Kata-kata ini sebenarnya ditujukan kepada pihak Anshar yang
telah menyatakan Ikrar 'Aqaba, bahwa mereka akan melindunginya
seperti terhadap sanak keluarganya sendiri, tapi mereka tidak
mengadakan ikrar itu untuk mengadakan serangan keluar Medinah.

Tatkala pihak Anshar merasa bahwa memang mereka yang dimaksud,
maka Sa'd b. Musadh yang memegang pimpinan mereka menoleh
kepada Muhammad.

"Agaknya yang dimaksud Rasulullah adalah kami," katanya.

"Ya," jawab Rasul.

"Kami telah percaya kepada Rasul dan membenarkan," kata Sa'd
pula, "Kamipun telah menyaksikan bahwa apa yang kaubawa itu
adalah benar. Kami telah memberikan janji kami dan jaminan
kami, bahwa kami akan tetap taat setia. Laksanakanlah
kehendakmu, kami disampingmu. Demi yang telah mengutus kamu,
sekiranya kaubentangkan lautan di hadapan kami, lalu kau
terjun menyeberanginya, kamipun akan terjun bersamamu, dan tak
seorangpun dari kami akan tinggal di belakang. Kami takkan
segan-segan menghadapi musuh kita besok. Kami cukup tabah
dalam perang, cukup setia bertempur. Semoga Tuhan membuktikan
segalanya dari kami yang akan menyenangkan hatimu. Ajaklah
kami bersama, dengan berkah Tuhan."

Begitu Sa'd selesai bicara, wajah Muhammad tampak berseri.
Tampaknya ia puas sekali; seraya katanya:

"Berangkatlah, dan gembirakan! Allah sudah menjanjikan
kepadaku atas salah satunya dari dua kelompok4 itu.
Seolah-olah kini kehancuran mereka itu tampak di hadapanku."

Merekapun lalu berangkat semua. Ketika sampai pada suatu
tempat dekat Badr, Muhammad pergi lagi dengan untanya sendiri.
Ia menemui seorang orang Arab tua. Kepada orang ini ia
menanyakan Quraisy dan menanyakan Muhammad dan
sahabat-sahabatnya, yang kemudian daripadanya diketahui, bahwa
kafilah Quraisy berada tidak jauh dari tempat itu.

Lalu kembali lagi ia ke tempat sahabat-sahabatnya.
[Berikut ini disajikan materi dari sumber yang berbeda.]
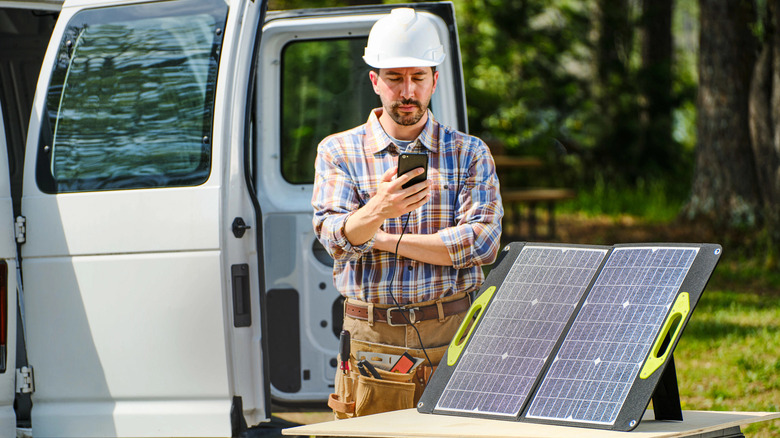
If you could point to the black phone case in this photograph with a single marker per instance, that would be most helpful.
(408, 161)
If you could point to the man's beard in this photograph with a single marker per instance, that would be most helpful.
(411, 118)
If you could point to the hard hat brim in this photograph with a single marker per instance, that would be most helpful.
(403, 62)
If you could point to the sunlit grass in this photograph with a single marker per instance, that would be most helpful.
(652, 200)
(728, 357)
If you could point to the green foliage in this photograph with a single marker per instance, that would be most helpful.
(526, 65)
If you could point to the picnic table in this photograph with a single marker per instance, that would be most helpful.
(521, 203)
Ali b. Abi
Talib, Zubair bin'l-Awwam, Sa'd b. Abi Waqqash serta beberapa
orang sahabat lainnya segera ditugaskan mengumpulkan
berita-berita dari sebuah tempat di Badr. Kurir ini segera
kembali dengan membawa dua orang anak. Dari kedua orang ini
Muhammad mengetahui, bahwa pihak Quraisy kini berada di balik
bukit pasir di tepi ujung Wadi.5 Ketika mereka menjawab, bahwa
mereka tidak mengetahui berapa jumlah pihak Quraisy, ditanya
lagi oleh Muhammad:

"Berapa ekor ternak yang mereka potong tiap hari?"

"Kadang sehari sembilan, kadang sehari sepuluh ekor," jawab
mereka.

Dengan demikian Nabi dapat mengambil kesimpulan, bahwa mereka
terdiri dari antara 900 sampai 1000 orang. Juga dari kedua
anak itu dapat diketahui bahwa bangsawan-bangsawan Quraisy
ikut serta memperkuat diri

Lalu katanya kepada sahabat-sahabatnya:

"Lihat. Sekarang Mekah sudah menghadapkan semua bunga
bangsanya kepada kita."

Mau tidak mau, sekarang ia dan sahabat-sahabatnya harus
berhadapan dengan suatu golongan yang jumlahnya tiga kali jauh
lebih besar. Mereka harus mengerahkan seluruh semangat, harus
mengadakan persiapan mental menghadapi kekerasan itu. Mereka
harus siap menunggu suatu pertempuran sengit dan dahsyat, yang
takkan dapat dimenangkan kecuali oleh iman yang kuat memenuhi
kalbu, iman dan kepercayaan akan adanya kemenangan itu.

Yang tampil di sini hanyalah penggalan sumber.